ITR Filing 2024: Experts say that the biggest mistake in filing income tax returns is declaring income from other sources. The reason for this is that many taxpayers do not know which income comes under it
ITR Filing 2024: Filing income tax return is a task that needs to be done with utmost care. You have to give information about income from every source in it. Since income is divided into five different heads, this task becomes a little difficult. The five heads of income include – salary, business and profession, capital gains, house property and other sources. It is important to tell about the income under each head.
Often taxpayers forget to disclose these incomes
Mumbai-based chartered accountant Suresh Surana said that taxpayers usually fail to disclose income from all sources. Taxpayers should disclose income from all sources including interest, dividend, royalty, rent, gambling income.
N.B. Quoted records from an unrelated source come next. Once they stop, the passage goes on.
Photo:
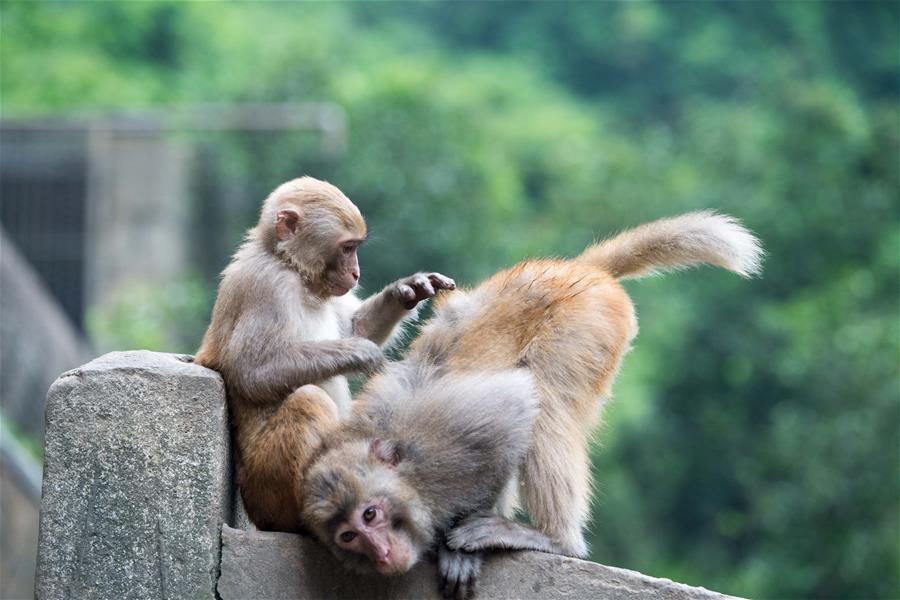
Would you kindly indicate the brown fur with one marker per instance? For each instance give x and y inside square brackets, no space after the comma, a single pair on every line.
[557,331]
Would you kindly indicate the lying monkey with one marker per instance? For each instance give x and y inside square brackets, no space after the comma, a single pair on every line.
[504,383]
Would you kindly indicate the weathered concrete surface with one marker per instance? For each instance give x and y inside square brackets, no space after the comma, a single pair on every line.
[267,565]
[137,480]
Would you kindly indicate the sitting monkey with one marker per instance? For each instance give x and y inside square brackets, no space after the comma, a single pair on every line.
[504,383]
[285,329]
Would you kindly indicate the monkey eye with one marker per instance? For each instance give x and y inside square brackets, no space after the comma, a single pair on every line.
[369,514]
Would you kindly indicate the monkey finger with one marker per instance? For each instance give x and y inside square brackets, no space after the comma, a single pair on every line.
[441,282]
[424,290]
[407,296]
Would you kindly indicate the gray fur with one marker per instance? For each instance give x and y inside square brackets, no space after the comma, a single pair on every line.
[447,423]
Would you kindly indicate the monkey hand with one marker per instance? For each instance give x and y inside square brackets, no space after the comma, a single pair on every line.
[490,531]
[367,356]
[421,286]
[458,572]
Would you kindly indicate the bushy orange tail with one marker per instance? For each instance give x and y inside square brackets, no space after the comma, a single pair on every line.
[679,242]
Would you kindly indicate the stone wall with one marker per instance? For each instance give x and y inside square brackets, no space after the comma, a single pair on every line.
[138,495]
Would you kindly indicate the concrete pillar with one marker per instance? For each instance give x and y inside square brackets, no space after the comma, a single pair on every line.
[137,480]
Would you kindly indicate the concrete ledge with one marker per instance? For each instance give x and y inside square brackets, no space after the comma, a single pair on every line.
[137,485]
[258,564]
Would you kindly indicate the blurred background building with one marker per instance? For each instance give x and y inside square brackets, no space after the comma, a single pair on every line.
[753,444]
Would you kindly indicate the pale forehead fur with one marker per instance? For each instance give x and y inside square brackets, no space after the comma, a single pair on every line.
[316,197]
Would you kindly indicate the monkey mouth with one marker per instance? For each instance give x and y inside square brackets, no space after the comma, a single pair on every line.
[339,289]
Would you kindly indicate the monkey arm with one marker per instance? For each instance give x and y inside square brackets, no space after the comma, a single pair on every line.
[274,376]
[486,531]
[378,315]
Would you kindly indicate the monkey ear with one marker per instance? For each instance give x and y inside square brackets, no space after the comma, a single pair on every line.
[286,223]
[386,452]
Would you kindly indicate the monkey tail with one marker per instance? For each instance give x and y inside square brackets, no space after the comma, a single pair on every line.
[678,242]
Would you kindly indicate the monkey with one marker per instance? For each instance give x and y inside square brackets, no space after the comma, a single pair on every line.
[504,383]
[285,329]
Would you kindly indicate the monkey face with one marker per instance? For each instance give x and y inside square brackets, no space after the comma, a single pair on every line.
[362,510]
[318,230]
[371,530]
[342,267]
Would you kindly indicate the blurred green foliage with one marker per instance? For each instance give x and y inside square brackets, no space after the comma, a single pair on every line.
[753,447]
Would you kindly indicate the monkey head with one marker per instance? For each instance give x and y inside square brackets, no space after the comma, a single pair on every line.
[363,511]
[314,227]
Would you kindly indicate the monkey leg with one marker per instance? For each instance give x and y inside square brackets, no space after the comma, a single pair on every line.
[274,452]
[556,475]
[488,531]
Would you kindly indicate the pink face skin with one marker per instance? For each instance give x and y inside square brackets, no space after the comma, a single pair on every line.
[369,531]
[344,270]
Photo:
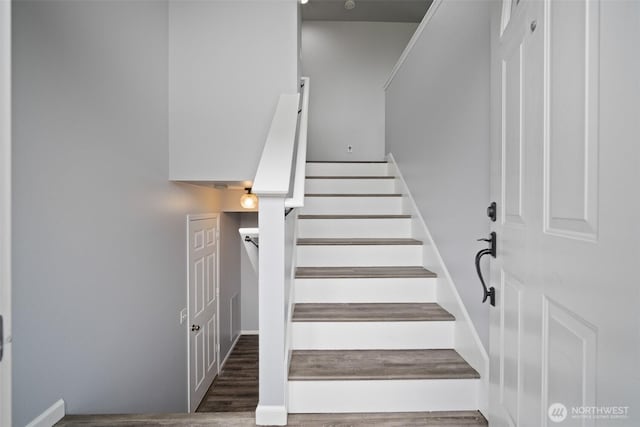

Apart from this, it is also necessary for resident and ordinary resident taxpayers to disclose income from their foreign assets.
Penalty may be imposed for not giving complete information of income
Yeshu Sehgal, Head of Tax Market at AKM Global, said that often taxpayers forget to give information about income from other sources. Apart from this, they also do not give information about income from some other sources. These include interest income, rent income etc. Penalty can be imposed for not giving information about income from every source. The assessment process of taxpayers can also take a long time.
What is meant by income from other sources?
The income from other sources head includes all such income which does not fall under the other four major heads of income. The four major heads include salary, house property, business and profession and capital gains. The income from other sources head includes interest earned from bank savings accounts, fixed deposits, recurring deposits and bonds. Most taxpayers have savings accounts and FDs in banks. The interest money for these is directly credited to the bank account. People often forget to declare this income in their income tax returns.
It is also necessary to declare tax exempt income
Keep in mind that whether the income earned through interest is taxable or not, it is necessary to declare it in the return. Under Section 80TTA of the Income Tax Act, taxpayers below the age of 60 years are exempted from tax on income up to Rs 10,000 as interest from savings bank account. Senior citizens, i.e. persons above 60 years of age, are exempted from tax on income up to Rs 50,000 as interest from savings account and FD.
This income also comes under income from other sources
Apart from interest income, dividend income from shares and mutual funds, gift received from non-relatives worth more than Rs 50,000 in a financial year is also required to be given under income from other sources. Apart from this, income from lottery, crossword and game show comes under this head. Income from family pension to family members after the death of the pensioner also comes under the income from other sources head. Penalty is levied for not giving information about all the income in the ITR form and interest also has to be paid on the unpaid tax.